Wednesday, March 24, 2010

Donuts

Gluten Free Living: Bisquits and Donuts
Bisquits are one of the foods I have yet to find a great solution for. I have made some that were ok, but none that were as good as the bisquits I make with gluten flour.

Last week I made some with Jules Gluten Free flour. I have made some really yummy things with Jules Flour. The bisquits were good, but they were not really the taste and texture we were going for. They weren't flaky but rather like the consistency of a thick shortbread.

Last night, I made some bisquits using Namaste bisquit and piecrust mix. Again, I love Namaste. We make brownies and cakes with Namaste mixes that are really good. But, the bisquits were not what I was hoping for. The consistancy was good, much like my gluten bisquits, but something about the taste was off. Now, I didn't follow the recipe exactly because it called for herbs and I was going for a breakfast bisquit, but I dont' think that was it. They were fine with some jelly or honey, but I am still looking for a bisquit that tastes good on it's own.

I have made bisquits using my standard recipe and substituting a gluten free flour mix and they were ok, but not the same. I guess I will keep working on this food item!

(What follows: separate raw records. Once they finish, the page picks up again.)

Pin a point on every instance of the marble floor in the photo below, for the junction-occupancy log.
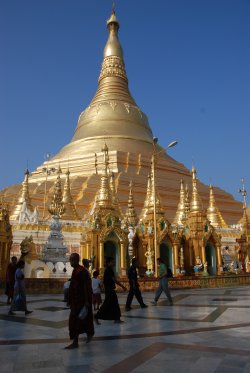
(206, 330)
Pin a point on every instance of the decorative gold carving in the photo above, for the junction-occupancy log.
(196, 204)
(113, 66)
(70, 210)
(113, 105)
(127, 107)
(180, 215)
(130, 218)
(57, 207)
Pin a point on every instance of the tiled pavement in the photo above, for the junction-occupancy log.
(207, 330)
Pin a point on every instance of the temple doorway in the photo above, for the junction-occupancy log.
(166, 253)
(211, 258)
(111, 249)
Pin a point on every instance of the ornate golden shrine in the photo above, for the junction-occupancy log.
(5, 240)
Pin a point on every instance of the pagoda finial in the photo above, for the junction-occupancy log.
(180, 215)
(243, 192)
(104, 196)
(113, 64)
(187, 201)
(57, 207)
(71, 213)
(131, 218)
(154, 197)
(146, 202)
(196, 204)
(24, 198)
(212, 212)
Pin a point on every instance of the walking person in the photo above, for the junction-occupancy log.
(80, 295)
(19, 297)
(110, 309)
(10, 279)
(96, 288)
(134, 288)
(163, 283)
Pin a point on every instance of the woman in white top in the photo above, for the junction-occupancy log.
(96, 288)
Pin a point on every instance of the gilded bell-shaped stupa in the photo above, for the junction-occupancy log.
(113, 117)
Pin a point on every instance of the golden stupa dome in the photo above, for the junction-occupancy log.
(112, 115)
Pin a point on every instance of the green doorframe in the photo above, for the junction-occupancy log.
(166, 253)
(111, 248)
(211, 258)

Donuts are another of those items that we all miss. Most donuts do not fit into either the Feingold or Gluten Free diet. Kinnikinnick makes a very yummy donut. They come frozen in a box of 6. They have vanilla, chocolate, cinnamon sugar and maple. We all enjoy them, though I try to reserve them for Jessica mostly! They fit into both of our diets. They are small compared to your average donut and a bit pricey (but average when you consider they are gluten free). I keep a box in the freezer for quick breakfasts or snacks, but we try not to eat them often. I can get these at Dierbergs or Nutrition Stop, locally.




Recently, I discovered some donut pans at Amazon and decided to try one out. My pan arrived this week and I made some last night using the recipe that came with it. I substituted a mixture of Jules and Namaste flour for the regular flour. They came out really good and disappeared quickly! It made less than a dozen with the recipe I used. I am going to play around with it more and see what varieties we can come up with. For a cake donut this will do very nicely. They were declared a great success.

The hardware

The software

The end results


Next, I need to work on a gluten free fried donut. We have made donuts before using Alton Brown's recipe, but not gluten free. I am going to have to work on that soon.